Julie Fisher – Importing Democracy

importing democracyIn Importing Democracy, Julie Fisher explores how democracy is developing in South Africa, Tajikistan, and Argentina. She uses Robert Dahl‘s definition of democracy including three dimensions – political opposition, public participation, and law-based civil liberty. Fisher’s focus is on non-governmental organizations (NGOs) contributing to these dimensions, instead of governmental initiatives, like the United States invasion of Iraq and failed export of democracy to that country. The historical, political, and economic context of each country is described. General contours of civil society, then the role of democratization NGOs in promoting both loyal opposition and law-based civil liberties are addressed. Following the nine country chapters, the book concludes with a comparative overview and implications for international policy.

Each of the three countries have a different starting point, set of democratization forces, and outlook. South Africa is promising. Many Tajik NGOs are weak, but there is evidence that they do well when they concentrate on Tajikistan’s strongest local democratic traditions and institutions. Although Argentina is lacking words for accountability, much less legal accountability, democratization NGOs help strengthen government institutions at both the local and national levels. The author is open-minded and critical of the influences of AIDS and poverty, ad Peronism. The fate of democratization ultimately depends on the state, on civil society, and on the relationship between them.

The many names and examples in the book will not be remembered by heart, the main findings, conclusions and recommendations are far more important. The book provides insight in the inner workings and practical consequences of the active role NGOs play in further democratization of countries.

About the author

Julie Fisher is passionate about democracy, linked as it is to improved economic performance, increased equality, political stability, good governance and the avoidance of war. However, democratization is also, according to Julie, a long, hard slog.
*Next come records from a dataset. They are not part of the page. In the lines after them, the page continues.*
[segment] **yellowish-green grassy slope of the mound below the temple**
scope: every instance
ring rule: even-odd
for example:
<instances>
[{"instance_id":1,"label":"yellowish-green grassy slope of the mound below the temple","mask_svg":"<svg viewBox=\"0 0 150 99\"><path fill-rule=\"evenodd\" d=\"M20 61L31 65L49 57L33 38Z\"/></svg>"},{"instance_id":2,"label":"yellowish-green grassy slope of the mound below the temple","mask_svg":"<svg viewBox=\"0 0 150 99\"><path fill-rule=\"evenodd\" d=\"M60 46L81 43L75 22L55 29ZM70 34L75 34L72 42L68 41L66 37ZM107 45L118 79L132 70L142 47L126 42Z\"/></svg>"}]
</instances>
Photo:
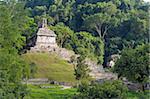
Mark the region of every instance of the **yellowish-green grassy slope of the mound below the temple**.
<instances>
[{"instance_id":1,"label":"yellowish-green grassy slope of the mound below the temple","mask_svg":"<svg viewBox=\"0 0 150 99\"><path fill-rule=\"evenodd\" d=\"M55 54L27 53L23 58L28 63L35 63L35 78L48 78L55 81L75 82L73 65L60 59Z\"/></svg>"}]
</instances>

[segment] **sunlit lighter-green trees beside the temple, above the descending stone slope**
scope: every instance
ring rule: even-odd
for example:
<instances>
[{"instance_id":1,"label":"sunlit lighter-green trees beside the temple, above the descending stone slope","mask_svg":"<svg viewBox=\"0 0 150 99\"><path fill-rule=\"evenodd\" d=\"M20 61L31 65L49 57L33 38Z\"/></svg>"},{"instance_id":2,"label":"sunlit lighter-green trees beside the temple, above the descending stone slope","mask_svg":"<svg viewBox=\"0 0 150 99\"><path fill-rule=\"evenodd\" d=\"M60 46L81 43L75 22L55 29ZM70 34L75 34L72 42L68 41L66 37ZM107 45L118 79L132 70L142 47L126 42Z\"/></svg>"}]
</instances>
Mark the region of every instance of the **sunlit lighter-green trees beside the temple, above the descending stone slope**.
<instances>
[{"instance_id":1,"label":"sunlit lighter-green trees beside the temple, above the descending stone slope","mask_svg":"<svg viewBox=\"0 0 150 99\"><path fill-rule=\"evenodd\" d=\"M104 44L98 37L92 36L89 32L74 33L63 23L50 26L50 28L57 34L56 40L60 47L73 50L100 64L103 63Z\"/></svg>"}]
</instances>

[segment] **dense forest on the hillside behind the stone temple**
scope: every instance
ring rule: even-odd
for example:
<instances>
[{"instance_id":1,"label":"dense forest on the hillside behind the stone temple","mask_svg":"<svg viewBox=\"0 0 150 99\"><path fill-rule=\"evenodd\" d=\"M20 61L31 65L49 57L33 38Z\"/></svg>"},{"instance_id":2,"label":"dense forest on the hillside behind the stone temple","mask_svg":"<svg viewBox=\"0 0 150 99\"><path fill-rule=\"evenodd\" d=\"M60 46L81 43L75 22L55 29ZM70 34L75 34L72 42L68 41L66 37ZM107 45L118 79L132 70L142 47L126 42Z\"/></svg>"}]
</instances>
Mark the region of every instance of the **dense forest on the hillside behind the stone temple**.
<instances>
[{"instance_id":1,"label":"dense forest on the hillside behind the stone temple","mask_svg":"<svg viewBox=\"0 0 150 99\"><path fill-rule=\"evenodd\" d=\"M26 2L26 9L35 23L45 15L49 25L55 27L56 33L60 34L57 39L60 46L94 58L101 64L104 53L106 61L108 56L118 54L126 47L148 43L148 7L149 4L142 0Z\"/></svg>"}]
</instances>

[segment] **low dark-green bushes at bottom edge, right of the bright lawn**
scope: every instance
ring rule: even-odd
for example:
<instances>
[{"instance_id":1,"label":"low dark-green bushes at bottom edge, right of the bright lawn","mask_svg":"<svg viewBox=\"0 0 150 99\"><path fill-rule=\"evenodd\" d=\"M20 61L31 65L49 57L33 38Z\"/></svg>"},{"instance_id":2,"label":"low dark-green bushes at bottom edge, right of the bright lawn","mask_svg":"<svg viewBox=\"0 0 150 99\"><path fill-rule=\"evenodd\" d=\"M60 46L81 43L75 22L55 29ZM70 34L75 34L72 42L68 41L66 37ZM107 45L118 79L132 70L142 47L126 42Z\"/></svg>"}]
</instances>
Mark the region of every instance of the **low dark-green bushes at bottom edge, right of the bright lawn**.
<instances>
[{"instance_id":1,"label":"low dark-green bushes at bottom edge, right of the bright lawn","mask_svg":"<svg viewBox=\"0 0 150 99\"><path fill-rule=\"evenodd\" d=\"M74 99L123 99L127 87L121 81L105 81L99 83L81 83L78 88L79 94Z\"/></svg>"}]
</instances>

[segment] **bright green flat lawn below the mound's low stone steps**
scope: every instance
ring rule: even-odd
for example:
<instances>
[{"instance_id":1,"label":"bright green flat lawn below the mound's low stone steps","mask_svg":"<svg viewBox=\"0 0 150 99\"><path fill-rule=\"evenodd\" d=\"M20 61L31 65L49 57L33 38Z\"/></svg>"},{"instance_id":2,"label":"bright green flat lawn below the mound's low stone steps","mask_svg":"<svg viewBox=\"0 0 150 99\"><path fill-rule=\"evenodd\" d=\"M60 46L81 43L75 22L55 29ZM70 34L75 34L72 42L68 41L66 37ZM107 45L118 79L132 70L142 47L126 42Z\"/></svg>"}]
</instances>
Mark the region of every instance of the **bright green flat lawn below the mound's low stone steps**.
<instances>
[{"instance_id":1,"label":"bright green flat lawn below the mound's low stone steps","mask_svg":"<svg viewBox=\"0 0 150 99\"><path fill-rule=\"evenodd\" d=\"M28 85L30 94L25 97L25 99L71 99L71 97L76 93L75 88L62 89L60 86L56 85L44 85L51 86L51 88L40 88L43 85Z\"/></svg>"}]
</instances>

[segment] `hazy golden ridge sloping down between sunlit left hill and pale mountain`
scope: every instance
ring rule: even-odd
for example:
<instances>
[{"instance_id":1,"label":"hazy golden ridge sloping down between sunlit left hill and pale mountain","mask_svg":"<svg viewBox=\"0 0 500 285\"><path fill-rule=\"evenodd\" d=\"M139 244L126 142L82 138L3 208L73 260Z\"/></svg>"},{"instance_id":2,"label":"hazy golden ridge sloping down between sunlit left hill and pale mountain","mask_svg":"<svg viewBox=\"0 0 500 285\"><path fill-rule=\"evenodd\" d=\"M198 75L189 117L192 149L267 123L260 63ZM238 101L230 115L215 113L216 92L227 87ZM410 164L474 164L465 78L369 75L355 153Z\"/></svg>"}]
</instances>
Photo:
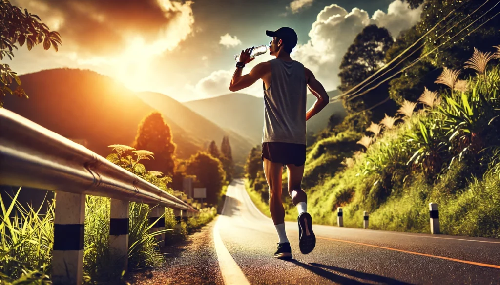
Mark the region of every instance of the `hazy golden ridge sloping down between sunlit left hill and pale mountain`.
<instances>
[{"instance_id":1,"label":"hazy golden ridge sloping down between sunlit left hill and pale mountain","mask_svg":"<svg viewBox=\"0 0 500 285\"><path fill-rule=\"evenodd\" d=\"M205 117L193 112L190 108L166 95L154 92L140 92L137 93L137 96L162 113L164 117L170 118L192 137L199 138L205 142L214 140L217 147L220 148L222 137L228 136L235 162L244 162L248 152L255 144L249 138L244 138L237 133L222 129L212 121L207 120Z\"/></svg>"}]
</instances>

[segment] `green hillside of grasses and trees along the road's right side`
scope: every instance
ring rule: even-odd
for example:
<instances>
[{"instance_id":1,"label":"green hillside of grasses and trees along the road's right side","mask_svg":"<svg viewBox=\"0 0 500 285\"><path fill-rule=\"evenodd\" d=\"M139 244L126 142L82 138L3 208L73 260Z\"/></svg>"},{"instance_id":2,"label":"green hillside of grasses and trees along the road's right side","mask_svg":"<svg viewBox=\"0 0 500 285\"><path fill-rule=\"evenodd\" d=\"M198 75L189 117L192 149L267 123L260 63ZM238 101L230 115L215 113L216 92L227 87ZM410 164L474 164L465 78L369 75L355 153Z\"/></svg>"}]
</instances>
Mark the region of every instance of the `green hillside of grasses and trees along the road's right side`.
<instances>
[{"instance_id":1,"label":"green hillside of grasses and trees along the road's right side","mask_svg":"<svg viewBox=\"0 0 500 285\"><path fill-rule=\"evenodd\" d=\"M344 226L361 228L367 211L371 229L429 233L433 202L443 234L500 238L498 20L474 24L487 11L474 1L413 2L423 2L421 20L392 44L386 30L367 26L345 54L339 88L348 93L342 97L348 115L307 147L302 187L308 212L315 223L336 225L342 207ZM451 11L463 19L453 31L439 22ZM436 32L425 34L433 26ZM410 46L420 37L420 49ZM412 55L399 56L406 48ZM378 62L356 64L371 63L366 54ZM378 80L384 82L363 92L349 91L394 58L416 64L399 76L388 70ZM246 186L268 213L261 164L255 147L245 166ZM286 219L295 221L283 172Z\"/></svg>"}]
</instances>

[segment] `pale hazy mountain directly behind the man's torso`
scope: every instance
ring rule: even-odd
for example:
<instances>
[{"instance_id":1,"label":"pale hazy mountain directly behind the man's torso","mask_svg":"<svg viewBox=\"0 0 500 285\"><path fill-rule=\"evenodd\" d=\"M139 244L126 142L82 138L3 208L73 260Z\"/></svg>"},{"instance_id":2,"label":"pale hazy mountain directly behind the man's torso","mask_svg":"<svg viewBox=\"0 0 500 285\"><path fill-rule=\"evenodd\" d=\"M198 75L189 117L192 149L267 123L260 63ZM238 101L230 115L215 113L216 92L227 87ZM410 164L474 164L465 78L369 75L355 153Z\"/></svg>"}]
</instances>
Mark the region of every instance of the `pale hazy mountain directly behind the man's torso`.
<instances>
[{"instance_id":1,"label":"pale hazy mountain directly behind the man's torso","mask_svg":"<svg viewBox=\"0 0 500 285\"><path fill-rule=\"evenodd\" d=\"M339 94L337 90L327 92L329 97ZM307 110L316 97L307 94ZM259 143L262 139L264 102L262 98L243 93L229 93L218 97L188 101L184 105L215 124L229 128L241 136L247 136ZM307 132L317 133L328 122L332 114L345 116L342 103L328 104L323 110L307 121Z\"/></svg>"}]
</instances>

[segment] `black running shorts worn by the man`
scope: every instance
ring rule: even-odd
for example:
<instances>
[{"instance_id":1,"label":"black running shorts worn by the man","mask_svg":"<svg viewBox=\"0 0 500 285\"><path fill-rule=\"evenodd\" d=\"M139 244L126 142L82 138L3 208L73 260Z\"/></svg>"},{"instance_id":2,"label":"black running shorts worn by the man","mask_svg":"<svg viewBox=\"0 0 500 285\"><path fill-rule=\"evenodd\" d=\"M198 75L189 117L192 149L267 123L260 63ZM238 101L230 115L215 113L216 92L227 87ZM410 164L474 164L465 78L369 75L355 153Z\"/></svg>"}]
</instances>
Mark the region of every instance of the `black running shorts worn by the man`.
<instances>
[{"instance_id":1,"label":"black running shorts worn by the man","mask_svg":"<svg viewBox=\"0 0 500 285\"><path fill-rule=\"evenodd\" d=\"M281 164L302 166L305 163L305 145L296 143L262 143L262 161L265 159Z\"/></svg>"}]
</instances>

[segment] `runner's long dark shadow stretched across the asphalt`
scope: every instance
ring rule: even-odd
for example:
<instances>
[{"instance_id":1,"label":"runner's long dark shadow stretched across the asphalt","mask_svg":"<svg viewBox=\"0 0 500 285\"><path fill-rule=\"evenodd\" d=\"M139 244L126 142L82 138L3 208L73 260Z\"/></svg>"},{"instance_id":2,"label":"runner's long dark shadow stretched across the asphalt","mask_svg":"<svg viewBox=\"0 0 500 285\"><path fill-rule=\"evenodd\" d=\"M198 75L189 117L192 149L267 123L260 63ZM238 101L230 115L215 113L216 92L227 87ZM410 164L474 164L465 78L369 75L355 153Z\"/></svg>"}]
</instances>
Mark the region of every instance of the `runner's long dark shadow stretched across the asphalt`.
<instances>
[{"instance_id":1,"label":"runner's long dark shadow stretched across the asphalt","mask_svg":"<svg viewBox=\"0 0 500 285\"><path fill-rule=\"evenodd\" d=\"M295 264L295 265L298 265L298 266L300 266L300 267L302 267L302 268L304 268L312 273L315 273L321 277L324 277L330 281L336 282L338 284L349 284L349 285L354 284L355 285L355 284L372 284L372 282L379 282L379 283L389 284L389 285L391 285L391 284L393 284L393 285L396 285L396 284L397 285L411 285L411 283L401 282L401 281L398 281L398 280L395 280L392 278L383 277L383 276L379 276L379 275L375 275L375 274L362 273L362 272L358 272L358 271L354 271L354 270L343 269L343 268L334 267L334 266L327 266L327 265L318 264L318 263L305 264L305 263L301 263L295 259L291 259L288 261ZM327 270L324 270L323 268L327 269ZM338 273L342 273L345 275L349 275L353 278L361 279L361 280L364 280L365 282L370 282L370 283L364 283L361 281L357 281L355 279L343 277L343 276L334 274L334 273L330 272L329 270L335 271Z\"/></svg>"}]
</instances>

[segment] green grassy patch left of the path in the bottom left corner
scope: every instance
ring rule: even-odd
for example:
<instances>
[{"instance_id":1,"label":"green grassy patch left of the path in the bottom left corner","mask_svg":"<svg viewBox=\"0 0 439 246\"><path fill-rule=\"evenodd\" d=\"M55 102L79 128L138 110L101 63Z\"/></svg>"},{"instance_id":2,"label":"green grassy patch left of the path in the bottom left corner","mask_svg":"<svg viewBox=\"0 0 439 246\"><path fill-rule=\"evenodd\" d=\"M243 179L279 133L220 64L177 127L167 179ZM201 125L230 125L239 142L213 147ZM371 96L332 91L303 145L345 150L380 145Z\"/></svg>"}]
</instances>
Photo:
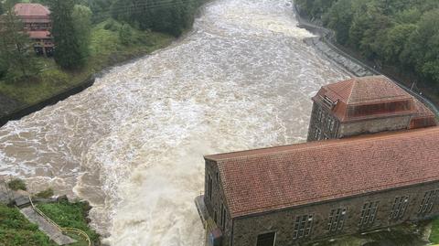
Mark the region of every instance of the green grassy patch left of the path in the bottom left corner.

In her latest book, Importing Democracy: The Role of NGOs in South Africa, Tajikistan and Argentina, she shows how democratization NGOs…an ignored global trend and take on this giant challenge, not just in the three countries where she conducted over 100 interviews, but in other countries as well. Before joining the Kettering Foundation, Fisher was a Scholar in Residence at the Program on Non-Profit Organizations at Yale University and a lecturer in the Biology Department for a course on World Population. She previously taught comparative politics and a course called. The Politics of Third World Development; at Connecticut College. As a specialist on nongovernmental organizations and microenterprise development, she has been a consultant to numerous international agencies, including CIVICUS, Technoserve, CARE, Trickle Up, Lutheran World Relief and Save the Children. She is the author of The Road from Rio: Sustainable Development and the Nongovernmental Movement in the Third World (Praeger: 1993) and Nongovernments: NGOs and the Political Development of the Third World (Kumarian: 1997). Her first book was translated into Spanish and published by the Fondo de Cultura Económico in 1993. The second was translated into Chinese and published by Tsinghua University in 2002. Fisher has been a member of the Advisory Board for the Civil Society Series published by the New England University Press. She often reviews articles for the Nonprofit and Voluntary Sector Quarterly and Voluntas. She was a speaker at Working Abroad: Opportunities in the Nonprofit World. July 7-8, 2011, University of Colorado Denver, on The Work of Americans Abroad. Fisher received her B.A. in international studies at Pomona College, in Claremont, California. She received her M.A. and Ph.D. degrees from the Johns Hopkins School of Advanced International Studies in Washington, DC. The author and her husband, a retired historian specializing in Russia, live in Maine.